"Like An Alien"

2K 224 412
                                    

Medyadaki müzik ile okuyun

"24.09.2014

Ilık bir sonbahar akşamıydı. Televizyonda komediyle alakası bile olmayan bir komedi programı vardı ve ben sıkıntıdan onu izliyordum. O sırada kapım çaldı. Nasıl yaptım bilmiyorum ama kendimi bir haftadır yapışmış olduğum koltuktan sürükledim ve kapıyı açtım. Karşımda duvardan destek alarak ayakta duran ve yüzü bembeyaz olan sen duruyordun. Her an bayılacak gibiydin.

"Afedersiniz b-bayım. Acaba ba-banyonuzu kullanabilir-miyim l-lütfen?"

Zorlukla konuşuyor ve gözlerini açık tutmaya çabalıyordun. Seni tanımamama rağmen bu halin beni endişelendirmişti. Ben kafa salladığımda kendini içeri atmıştın ve içeri girer girmez dengeni kaybetmiştin. Seni banyoya kadar bırakınca dizlerinin üstüne düştün ve kustun. Kan kustun.

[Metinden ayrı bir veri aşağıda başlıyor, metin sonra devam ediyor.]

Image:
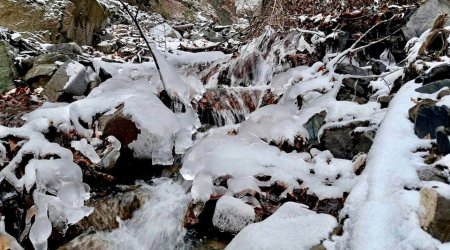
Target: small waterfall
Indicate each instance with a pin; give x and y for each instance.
(224, 106)
(159, 224)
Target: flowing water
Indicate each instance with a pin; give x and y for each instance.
(157, 225)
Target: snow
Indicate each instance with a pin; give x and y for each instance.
(246, 156)
(160, 127)
(86, 149)
(78, 78)
(292, 226)
(232, 214)
(379, 207)
(173, 83)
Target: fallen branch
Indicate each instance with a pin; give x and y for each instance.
(353, 49)
(199, 49)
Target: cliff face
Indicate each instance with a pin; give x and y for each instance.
(55, 21)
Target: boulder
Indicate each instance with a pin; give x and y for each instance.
(7, 69)
(353, 89)
(39, 75)
(42, 68)
(437, 73)
(385, 100)
(70, 49)
(120, 126)
(443, 144)
(434, 86)
(424, 17)
(313, 126)
(342, 141)
(429, 118)
(82, 19)
(56, 21)
(435, 214)
(232, 214)
(350, 69)
(70, 79)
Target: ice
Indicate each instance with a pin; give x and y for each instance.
(292, 226)
(78, 78)
(6, 240)
(278, 122)
(379, 207)
(86, 149)
(232, 214)
(161, 129)
(236, 185)
(2, 153)
(40, 231)
(173, 83)
(217, 155)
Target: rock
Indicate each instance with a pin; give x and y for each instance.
(6, 240)
(59, 21)
(443, 144)
(70, 79)
(385, 100)
(108, 208)
(349, 69)
(414, 110)
(51, 58)
(353, 89)
(435, 214)
(429, 118)
(443, 93)
(433, 87)
(431, 174)
(70, 49)
(424, 17)
(40, 75)
(23, 16)
(82, 19)
(232, 214)
(7, 69)
(313, 126)
(437, 73)
(378, 66)
(365, 142)
(341, 141)
(120, 126)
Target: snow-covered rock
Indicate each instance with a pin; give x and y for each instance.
(291, 227)
(232, 214)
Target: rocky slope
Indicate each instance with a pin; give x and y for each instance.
(328, 133)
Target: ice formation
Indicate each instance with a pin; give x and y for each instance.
(292, 226)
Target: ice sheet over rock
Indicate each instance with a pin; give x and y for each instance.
(246, 156)
(161, 129)
(291, 227)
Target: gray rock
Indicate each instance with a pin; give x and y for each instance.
(50, 58)
(443, 93)
(424, 17)
(437, 73)
(442, 142)
(431, 174)
(385, 100)
(365, 142)
(40, 74)
(7, 69)
(71, 79)
(341, 141)
(65, 48)
(313, 126)
(429, 118)
(435, 214)
(349, 69)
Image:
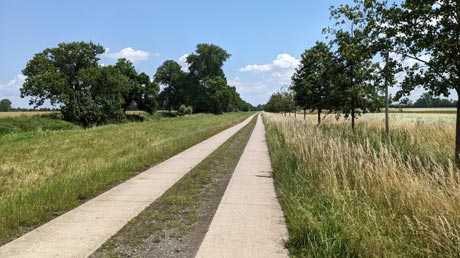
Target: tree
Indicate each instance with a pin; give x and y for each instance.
(311, 82)
(5, 105)
(429, 32)
(139, 89)
(172, 77)
(88, 94)
(354, 77)
(205, 66)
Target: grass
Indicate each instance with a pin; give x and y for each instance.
(346, 197)
(27, 113)
(27, 123)
(45, 173)
(175, 213)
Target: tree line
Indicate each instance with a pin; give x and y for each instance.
(370, 44)
(89, 93)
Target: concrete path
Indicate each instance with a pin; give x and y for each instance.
(79, 232)
(249, 221)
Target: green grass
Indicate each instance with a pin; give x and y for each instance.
(28, 123)
(175, 213)
(45, 173)
(346, 197)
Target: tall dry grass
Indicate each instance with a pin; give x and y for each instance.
(347, 198)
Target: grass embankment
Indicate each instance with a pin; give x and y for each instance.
(45, 173)
(344, 196)
(161, 229)
(28, 123)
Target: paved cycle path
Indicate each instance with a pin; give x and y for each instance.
(249, 221)
(79, 232)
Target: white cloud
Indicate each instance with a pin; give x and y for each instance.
(10, 90)
(12, 86)
(282, 61)
(130, 54)
(256, 68)
(183, 62)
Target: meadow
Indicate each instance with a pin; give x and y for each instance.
(362, 194)
(44, 173)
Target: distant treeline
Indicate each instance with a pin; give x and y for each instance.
(88, 93)
(427, 101)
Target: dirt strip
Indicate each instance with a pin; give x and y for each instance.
(249, 221)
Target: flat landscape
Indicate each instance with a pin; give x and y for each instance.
(45, 173)
(348, 194)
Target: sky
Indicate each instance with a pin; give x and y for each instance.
(265, 38)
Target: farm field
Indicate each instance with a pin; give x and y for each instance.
(363, 195)
(415, 115)
(26, 113)
(45, 173)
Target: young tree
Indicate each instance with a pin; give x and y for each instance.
(172, 77)
(312, 81)
(89, 94)
(354, 78)
(5, 105)
(429, 33)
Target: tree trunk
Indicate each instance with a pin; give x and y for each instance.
(353, 119)
(387, 121)
(457, 136)
(319, 116)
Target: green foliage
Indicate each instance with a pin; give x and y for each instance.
(312, 82)
(48, 173)
(280, 102)
(5, 105)
(89, 94)
(181, 110)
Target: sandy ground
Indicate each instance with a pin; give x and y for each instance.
(249, 221)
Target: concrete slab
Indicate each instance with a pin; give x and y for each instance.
(79, 232)
(249, 221)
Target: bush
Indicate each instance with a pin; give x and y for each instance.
(189, 110)
(182, 110)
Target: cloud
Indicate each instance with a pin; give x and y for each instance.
(10, 90)
(183, 62)
(129, 53)
(13, 86)
(261, 80)
(256, 68)
(282, 62)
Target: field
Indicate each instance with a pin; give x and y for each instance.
(26, 113)
(363, 194)
(45, 173)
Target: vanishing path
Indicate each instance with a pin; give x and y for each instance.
(79, 232)
(249, 221)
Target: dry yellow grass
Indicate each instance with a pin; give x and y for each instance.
(345, 199)
(27, 113)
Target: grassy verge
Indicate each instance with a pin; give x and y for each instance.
(159, 231)
(355, 200)
(45, 173)
(27, 123)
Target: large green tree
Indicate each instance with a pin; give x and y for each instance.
(355, 72)
(5, 105)
(69, 76)
(428, 31)
(206, 85)
(140, 90)
(312, 81)
(171, 76)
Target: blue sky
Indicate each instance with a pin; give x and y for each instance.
(265, 38)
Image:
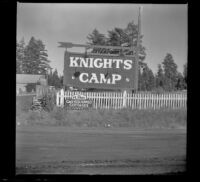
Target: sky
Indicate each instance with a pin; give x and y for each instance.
(164, 27)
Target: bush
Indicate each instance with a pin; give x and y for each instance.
(48, 102)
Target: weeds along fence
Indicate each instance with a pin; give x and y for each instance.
(119, 100)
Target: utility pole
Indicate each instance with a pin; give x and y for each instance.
(137, 54)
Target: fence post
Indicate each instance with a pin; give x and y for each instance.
(62, 97)
(57, 98)
(124, 98)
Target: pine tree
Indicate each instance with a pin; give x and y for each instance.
(36, 59)
(20, 56)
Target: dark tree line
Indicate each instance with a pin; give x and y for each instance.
(167, 77)
(33, 59)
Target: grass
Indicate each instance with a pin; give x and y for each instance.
(163, 118)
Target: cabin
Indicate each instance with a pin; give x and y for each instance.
(25, 80)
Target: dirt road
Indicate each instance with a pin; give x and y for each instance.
(62, 150)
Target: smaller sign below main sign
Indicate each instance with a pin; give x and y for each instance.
(78, 102)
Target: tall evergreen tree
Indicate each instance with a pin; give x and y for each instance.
(20, 56)
(170, 73)
(36, 59)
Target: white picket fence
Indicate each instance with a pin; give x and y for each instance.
(119, 100)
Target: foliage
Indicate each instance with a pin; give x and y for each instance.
(48, 102)
(32, 58)
(20, 56)
(118, 37)
(31, 87)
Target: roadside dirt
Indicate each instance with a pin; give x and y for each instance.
(54, 150)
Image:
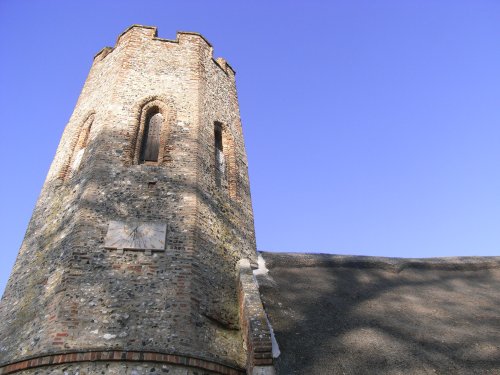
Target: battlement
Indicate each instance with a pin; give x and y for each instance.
(152, 33)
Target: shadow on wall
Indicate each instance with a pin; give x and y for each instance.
(358, 320)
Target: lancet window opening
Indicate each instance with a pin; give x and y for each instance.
(225, 159)
(150, 148)
(80, 144)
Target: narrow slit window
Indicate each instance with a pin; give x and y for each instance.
(151, 139)
(220, 162)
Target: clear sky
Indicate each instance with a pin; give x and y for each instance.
(372, 127)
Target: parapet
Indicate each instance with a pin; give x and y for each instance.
(152, 33)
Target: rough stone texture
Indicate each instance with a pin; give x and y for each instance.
(256, 333)
(115, 368)
(363, 315)
(66, 290)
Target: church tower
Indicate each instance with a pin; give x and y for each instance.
(138, 256)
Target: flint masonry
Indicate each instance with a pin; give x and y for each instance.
(138, 256)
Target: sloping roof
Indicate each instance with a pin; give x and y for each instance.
(362, 315)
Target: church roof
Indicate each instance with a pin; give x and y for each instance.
(336, 314)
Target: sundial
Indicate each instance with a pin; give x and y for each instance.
(136, 235)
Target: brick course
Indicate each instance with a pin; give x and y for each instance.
(69, 293)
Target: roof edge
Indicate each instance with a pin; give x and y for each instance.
(472, 263)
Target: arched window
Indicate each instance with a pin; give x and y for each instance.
(150, 148)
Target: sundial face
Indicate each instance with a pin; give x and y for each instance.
(136, 235)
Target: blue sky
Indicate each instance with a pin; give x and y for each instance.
(372, 127)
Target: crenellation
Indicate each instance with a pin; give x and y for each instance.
(78, 284)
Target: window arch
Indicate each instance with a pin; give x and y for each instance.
(150, 148)
(149, 140)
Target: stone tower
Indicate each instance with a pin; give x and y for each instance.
(137, 256)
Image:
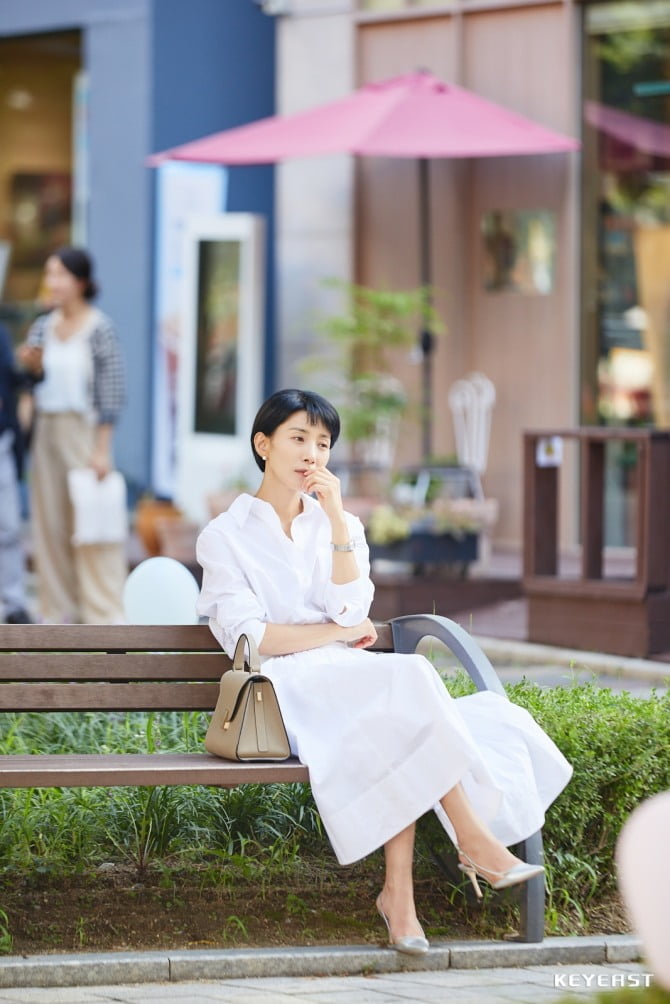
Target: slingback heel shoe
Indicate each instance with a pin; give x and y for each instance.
(514, 875)
(409, 945)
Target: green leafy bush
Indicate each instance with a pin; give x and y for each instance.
(617, 743)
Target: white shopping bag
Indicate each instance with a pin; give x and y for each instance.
(100, 510)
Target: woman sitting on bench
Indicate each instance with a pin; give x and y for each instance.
(382, 737)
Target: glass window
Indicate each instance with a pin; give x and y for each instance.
(626, 226)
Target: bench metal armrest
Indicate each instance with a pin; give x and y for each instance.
(408, 632)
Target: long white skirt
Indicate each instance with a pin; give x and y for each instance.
(384, 741)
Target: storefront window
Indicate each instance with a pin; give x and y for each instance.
(626, 230)
(40, 106)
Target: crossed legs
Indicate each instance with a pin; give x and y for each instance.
(473, 836)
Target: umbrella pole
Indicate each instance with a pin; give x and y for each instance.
(426, 337)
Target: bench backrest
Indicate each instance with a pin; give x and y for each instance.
(116, 667)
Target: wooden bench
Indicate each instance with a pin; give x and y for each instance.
(177, 668)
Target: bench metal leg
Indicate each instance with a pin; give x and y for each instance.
(532, 894)
(408, 632)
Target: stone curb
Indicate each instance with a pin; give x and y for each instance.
(530, 654)
(105, 969)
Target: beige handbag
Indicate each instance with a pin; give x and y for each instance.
(247, 723)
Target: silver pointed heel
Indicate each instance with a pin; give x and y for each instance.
(514, 875)
(408, 945)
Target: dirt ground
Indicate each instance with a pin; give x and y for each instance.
(110, 910)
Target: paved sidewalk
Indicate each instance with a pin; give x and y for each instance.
(532, 984)
(460, 971)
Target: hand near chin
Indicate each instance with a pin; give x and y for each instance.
(325, 486)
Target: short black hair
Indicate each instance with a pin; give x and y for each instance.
(282, 404)
(80, 264)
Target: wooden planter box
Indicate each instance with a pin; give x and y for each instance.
(423, 547)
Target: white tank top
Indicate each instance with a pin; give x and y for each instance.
(68, 369)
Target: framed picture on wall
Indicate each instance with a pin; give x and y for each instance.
(519, 250)
(41, 209)
(221, 357)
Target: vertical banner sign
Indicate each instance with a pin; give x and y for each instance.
(183, 190)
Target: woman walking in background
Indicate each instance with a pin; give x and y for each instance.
(382, 737)
(76, 407)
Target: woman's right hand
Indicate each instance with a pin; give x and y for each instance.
(30, 357)
(361, 636)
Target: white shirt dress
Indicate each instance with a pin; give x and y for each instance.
(382, 737)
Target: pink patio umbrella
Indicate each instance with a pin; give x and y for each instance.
(413, 115)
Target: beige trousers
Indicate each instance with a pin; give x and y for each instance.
(74, 583)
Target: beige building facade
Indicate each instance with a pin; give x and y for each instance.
(537, 323)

Ne yapmam gerektiğini bilmiyordum ve endişeliydim. Acı çektiğin her halinden belli oluyordu ve ağlıyordun. Bir süre daha kustuktan sonra kan gölüne dönen yerden yavaşça kalktın. Yüzün sanki mümkünmüş gibi daha da beyazlamıştı. Duvardan destek alarak lavaboya ilerledin ve yüzünü yıkadın. Ben ise bütün olanları dehşetle izliyordum. 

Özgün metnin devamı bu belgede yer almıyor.